# Swiss Morane-Saulnier M.S.406



## mauld (Jul 22, 2013)

_View: https://www.youtube.com/watch?v=SMF3DpsJyNU_


----------



## parsifal (Jul 22, 2013)

very nice. thanks for sharing. most unusual. Do you knw where and when this was taken?


----------



## mauld (Jul 22, 2013)

parsifal said:


> very nice. thanks for sharing. most unusual. Do you knw where and when this was taken?

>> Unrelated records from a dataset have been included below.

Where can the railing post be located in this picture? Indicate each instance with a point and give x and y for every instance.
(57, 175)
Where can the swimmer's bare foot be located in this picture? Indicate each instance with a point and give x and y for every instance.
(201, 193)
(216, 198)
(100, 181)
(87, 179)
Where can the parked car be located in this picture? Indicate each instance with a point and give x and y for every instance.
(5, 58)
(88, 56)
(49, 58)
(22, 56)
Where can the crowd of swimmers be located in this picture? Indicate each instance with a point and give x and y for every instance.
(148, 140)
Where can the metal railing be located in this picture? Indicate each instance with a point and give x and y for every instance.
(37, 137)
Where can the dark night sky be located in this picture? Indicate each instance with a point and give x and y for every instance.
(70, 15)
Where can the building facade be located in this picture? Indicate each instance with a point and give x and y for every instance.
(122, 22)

Yes, It was taken by me at flying legends on 13th July 2013 with some footage from the previous day.


----------



## Gnomey (Jul 22, 2013)

Nice video! Thanks for sharing.


----------



## vikingBerserker (Jul 22, 2013)

Very cool!


----------



## wheelsup_cavu (Jul 22, 2013)

Cool video. 8)


Wheels


----------



## parsifal (Jul 23, 2013)

The Morane was badly received during its wartime career. but i have to say, it was probably comparable to the early marksof huricane.Had france survived, the morane would almost certainly have been incremenetally improved as the hurri was


----------



## Marcel (Jul 24, 2013)

Great video!
I always thought the Morane to be an ugly plane, but seeing it flying for real, I must say it has a certain beauty.


----------